L’homme de 68 ans apparaît comme un vrai trompe-la-mort depuis qu’en 2007, il a représenté le prophète avec un corps de chien. Ce dessin publié dans un journal local suédois lui a valu une renommée mondiale, mais aussi des appels au meurtre. D’après l’artiste, il comptait seulement participer à une exposition sur le thème des chiens.

Son assassinat a été planifié par l’Américaine Colleen LaRose, alias «JihadJane», qui aurait recruté des islamistes dans ce seul but selon la justice américaine, avant d’être arrêtée en octobre 2009. En mai 2010, deux jeunes frères suédois d’origine kosovare ont tenté d’incendier sa maison avec des cocktails Molotov. Mais Lars Vilks ne se trouvait pas à l’intérieur. Un mois plus tard, il prend un coup de tête lors d’un débat à l’Université d’Uppsala qui tourne au pugilat.

En septembre 2011, des centaines de personnes ont été évacuées d’un bâtiment de Göteborg, toujours en Suède, où avait été inaugurée la Biennale d’art contemporain. La police avait de fortes raisons de croire que Lars Vilks allait être attaqué et arrête quatre personnes. Le dessinateur avait cependant renoncé à se présenter à cet événement.

Personnage «apolitique»

L’artiste, qui ne se déplace plus sans protection policière, prend ces menaces avec philosophie. Il ne regrette pas ce qui l’a amené là. «J’essaie de garder mon sang-froid. Le bon côté des choses, c’est que les gens qui en ont après moi sont probablement mal équipés, ce sont des amateurs», disait-il ironiquement à l’AFP en 2010.

«Je ne suis pas un raciste fanatique, je n’ai pas de position politique.

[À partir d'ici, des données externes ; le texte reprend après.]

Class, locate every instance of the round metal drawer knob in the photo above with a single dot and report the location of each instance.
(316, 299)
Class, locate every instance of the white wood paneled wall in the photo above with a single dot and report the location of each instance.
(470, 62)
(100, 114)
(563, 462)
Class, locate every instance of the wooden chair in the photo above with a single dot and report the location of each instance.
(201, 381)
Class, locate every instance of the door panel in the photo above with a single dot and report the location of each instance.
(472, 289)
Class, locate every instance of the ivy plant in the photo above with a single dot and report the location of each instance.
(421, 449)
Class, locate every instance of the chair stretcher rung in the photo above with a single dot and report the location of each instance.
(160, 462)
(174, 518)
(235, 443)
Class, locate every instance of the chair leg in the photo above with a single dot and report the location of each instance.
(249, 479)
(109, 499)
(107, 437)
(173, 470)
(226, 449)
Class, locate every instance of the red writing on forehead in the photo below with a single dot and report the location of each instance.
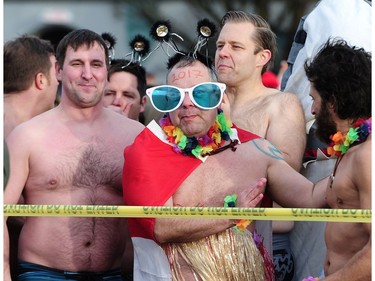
(194, 73)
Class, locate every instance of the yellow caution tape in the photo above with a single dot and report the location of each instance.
(280, 214)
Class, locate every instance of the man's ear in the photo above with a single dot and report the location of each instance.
(40, 81)
(58, 71)
(225, 106)
(143, 103)
(263, 57)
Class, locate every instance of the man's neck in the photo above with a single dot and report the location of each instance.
(242, 94)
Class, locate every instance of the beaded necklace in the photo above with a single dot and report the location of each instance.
(199, 146)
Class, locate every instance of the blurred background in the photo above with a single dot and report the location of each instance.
(52, 19)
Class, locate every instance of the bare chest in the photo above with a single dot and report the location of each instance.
(223, 174)
(75, 166)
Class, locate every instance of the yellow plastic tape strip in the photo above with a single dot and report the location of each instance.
(290, 214)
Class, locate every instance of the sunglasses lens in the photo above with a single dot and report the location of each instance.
(207, 95)
(165, 98)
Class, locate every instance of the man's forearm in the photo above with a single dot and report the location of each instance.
(187, 230)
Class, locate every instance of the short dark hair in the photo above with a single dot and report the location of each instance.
(76, 39)
(184, 59)
(341, 74)
(264, 37)
(24, 57)
(122, 65)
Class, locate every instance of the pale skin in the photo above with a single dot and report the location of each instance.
(275, 116)
(40, 97)
(72, 154)
(228, 174)
(121, 95)
(348, 255)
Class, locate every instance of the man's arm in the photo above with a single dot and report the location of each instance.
(19, 169)
(287, 129)
(186, 230)
(359, 266)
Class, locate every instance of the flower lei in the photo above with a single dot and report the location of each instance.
(215, 137)
(342, 142)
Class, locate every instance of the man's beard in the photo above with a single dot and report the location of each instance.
(325, 125)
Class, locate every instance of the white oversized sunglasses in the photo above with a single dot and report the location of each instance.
(167, 98)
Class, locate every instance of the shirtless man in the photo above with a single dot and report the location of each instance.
(245, 49)
(197, 248)
(125, 92)
(30, 88)
(72, 154)
(340, 79)
(30, 84)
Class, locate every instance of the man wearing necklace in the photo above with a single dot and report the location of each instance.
(199, 158)
(340, 79)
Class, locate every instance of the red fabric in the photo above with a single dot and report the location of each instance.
(152, 173)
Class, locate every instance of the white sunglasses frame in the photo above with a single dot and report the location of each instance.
(182, 91)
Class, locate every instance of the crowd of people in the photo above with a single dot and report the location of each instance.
(82, 139)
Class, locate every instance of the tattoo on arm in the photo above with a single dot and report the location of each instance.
(268, 149)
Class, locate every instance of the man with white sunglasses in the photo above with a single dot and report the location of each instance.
(197, 157)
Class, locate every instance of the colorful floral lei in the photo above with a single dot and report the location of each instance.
(342, 142)
(215, 137)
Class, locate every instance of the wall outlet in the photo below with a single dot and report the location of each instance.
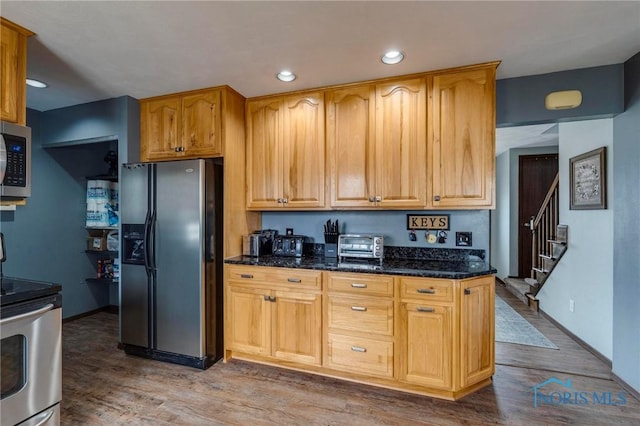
(463, 239)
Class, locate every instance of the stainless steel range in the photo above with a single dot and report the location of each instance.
(31, 340)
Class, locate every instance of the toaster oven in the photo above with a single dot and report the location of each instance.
(362, 246)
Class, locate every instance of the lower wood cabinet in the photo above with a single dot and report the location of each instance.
(422, 335)
(477, 330)
(426, 347)
(262, 318)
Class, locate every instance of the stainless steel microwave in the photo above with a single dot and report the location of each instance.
(15, 160)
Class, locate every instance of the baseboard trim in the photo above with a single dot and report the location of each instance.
(111, 309)
(625, 386)
(578, 340)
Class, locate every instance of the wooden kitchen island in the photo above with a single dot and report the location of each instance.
(420, 327)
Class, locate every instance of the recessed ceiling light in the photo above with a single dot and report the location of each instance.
(392, 57)
(36, 83)
(286, 76)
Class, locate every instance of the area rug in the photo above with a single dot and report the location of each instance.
(512, 328)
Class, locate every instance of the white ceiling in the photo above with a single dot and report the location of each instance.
(93, 50)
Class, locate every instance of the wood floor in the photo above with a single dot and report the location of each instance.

Je suis un artiste qui cherche les limites, qui veut trouver ce que l’on peut faire ou non et là où il peut y avoir un débat», soulignait-il. «Je pense que c’est très important, si l’on veut parler de la liberté d’expression et de l’islam et des musulmans, d’avoir une vraie position, d’avoir quelque chose de suffisamment provocant et transgressif pour entamer un débat».

Personnage controversé, il est apprécié de tous ceux qui perçoivent l’islamisme comme une grave menace. Son fameux dessin figure sur toutes les pages Internet de son comité de soutien danois, qui a publié son agenda, si bien que tout le monde pouvait savoir que Lars Vilks serait samedi à Copenhague au débat intitulé «Art, blasphème et liberté».

Sa future protection étudiée

Ce comité de soutien avait remis au journal satirique français Charlie Hebdo un prix qu’il décerne à ceux qu’il considère comme les plus grands défenseurs de la liberté d’expression. Le jour de l’attaque meurtrière le 7 janvier dernier à Paris, Lars Vilks avait confié sa tristesse au journal régional suédois Helsingborgs Dagblad. «On ne peut pas renoncer à la liberté d’expression. L’attaque à Paris est hélas significative de l’époque où nous vivons», avait-il alors déclaré.

Samedi, les services de sécurité suédois ont indiqué qu’ils allaient réfléchir à la forme que devrait prendre à présent sa protection.